California Code
ARTICLE 3 - Selection of Project Area and Formulation of Preliminary Plans
Section 33320.1.

33320.1. (a) “Project area” means, except as provided in Section 33320.2, 33320.3, 33320.4, or 33492.3, a predominantly urbanized area of a community that is a blighted area, the redevelopment of which is necessary to effectuate the public purposes declared in this part, and that is selected by the planning commission pursuant to Section 33322.

(b) As used in this section, “predominantly urbanized” means that not less than 80 percent of the land in the project area is either of the following:

(1)  Has been or is developed for urban uses.

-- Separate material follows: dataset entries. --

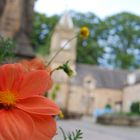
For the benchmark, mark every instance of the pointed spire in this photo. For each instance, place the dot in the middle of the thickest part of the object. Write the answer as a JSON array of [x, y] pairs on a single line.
[[66, 21]]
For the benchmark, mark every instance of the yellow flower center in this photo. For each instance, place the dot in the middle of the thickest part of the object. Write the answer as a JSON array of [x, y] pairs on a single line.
[[84, 32], [7, 99]]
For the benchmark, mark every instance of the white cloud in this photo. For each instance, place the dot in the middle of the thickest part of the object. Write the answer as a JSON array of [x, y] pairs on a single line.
[[101, 8]]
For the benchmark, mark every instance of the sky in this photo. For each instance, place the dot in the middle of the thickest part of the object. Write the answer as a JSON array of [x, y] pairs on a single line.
[[101, 8]]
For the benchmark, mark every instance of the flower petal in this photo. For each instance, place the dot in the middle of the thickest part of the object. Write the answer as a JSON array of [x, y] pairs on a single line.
[[10, 76], [38, 105], [15, 125], [45, 128], [35, 83]]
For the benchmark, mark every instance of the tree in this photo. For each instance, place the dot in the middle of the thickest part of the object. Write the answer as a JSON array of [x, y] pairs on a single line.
[[113, 42], [120, 39]]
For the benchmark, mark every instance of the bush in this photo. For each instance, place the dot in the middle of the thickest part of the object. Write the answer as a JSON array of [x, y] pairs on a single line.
[[135, 107], [108, 106]]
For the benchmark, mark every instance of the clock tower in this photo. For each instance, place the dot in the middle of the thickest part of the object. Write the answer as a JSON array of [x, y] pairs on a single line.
[[63, 32]]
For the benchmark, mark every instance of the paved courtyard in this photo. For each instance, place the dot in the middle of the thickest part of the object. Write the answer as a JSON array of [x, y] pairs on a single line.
[[99, 132]]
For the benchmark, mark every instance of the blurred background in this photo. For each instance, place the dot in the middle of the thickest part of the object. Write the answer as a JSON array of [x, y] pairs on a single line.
[[103, 98]]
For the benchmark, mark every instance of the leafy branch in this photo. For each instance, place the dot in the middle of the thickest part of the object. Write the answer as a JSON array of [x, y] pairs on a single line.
[[77, 135]]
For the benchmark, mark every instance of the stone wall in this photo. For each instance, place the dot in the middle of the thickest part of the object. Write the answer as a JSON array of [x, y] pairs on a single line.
[[130, 94]]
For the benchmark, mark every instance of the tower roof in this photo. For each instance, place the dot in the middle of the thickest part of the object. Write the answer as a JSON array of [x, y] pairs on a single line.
[[66, 21]]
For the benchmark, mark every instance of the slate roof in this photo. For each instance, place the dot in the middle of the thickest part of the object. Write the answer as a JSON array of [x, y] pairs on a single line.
[[105, 78]]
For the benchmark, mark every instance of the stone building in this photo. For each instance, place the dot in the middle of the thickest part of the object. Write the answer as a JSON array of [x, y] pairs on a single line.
[[131, 91], [93, 87], [16, 23]]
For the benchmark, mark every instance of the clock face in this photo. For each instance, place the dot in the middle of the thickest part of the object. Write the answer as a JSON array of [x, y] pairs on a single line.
[[65, 44]]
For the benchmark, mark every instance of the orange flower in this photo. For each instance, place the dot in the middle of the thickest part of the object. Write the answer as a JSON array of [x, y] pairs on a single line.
[[24, 113]]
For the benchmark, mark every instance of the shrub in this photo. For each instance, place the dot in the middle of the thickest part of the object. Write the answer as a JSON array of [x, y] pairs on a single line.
[[135, 107]]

(2)  Is an integral part of one or more areas developed for urban uses that are surrounded or substantially surrounded by parcels that have been or are developed for urban uses. Parcels separated by only an improved right-of-way shall be deemed adjacent for the purpose of this subdivision. Parcels that are not blighted shall not be included in the project area for the purpose of obtaining the allocation of taxes from the area pursuant to Section 33670 without other substantial justification for their inclusion.

(c) For the purposes of this section, a parcel of property as shown on the official maps of the county assessor is developed if that parcel is developed in a manner that is consistent with zoning standards or is otherwise permitted under law.

(d) The requirement that a project be predominantly urbanized shall apply only to a project area for which a final redevelopment plan is adopted on or after January 1, 1984, or to an area that is added to a project area by an amendment to a redevelopment plan, which amendment is adopted on or after January 1, 1984.

(Amended by Stats. 2006, Ch. 595, Sec. 4. Effective January 1, 2007.)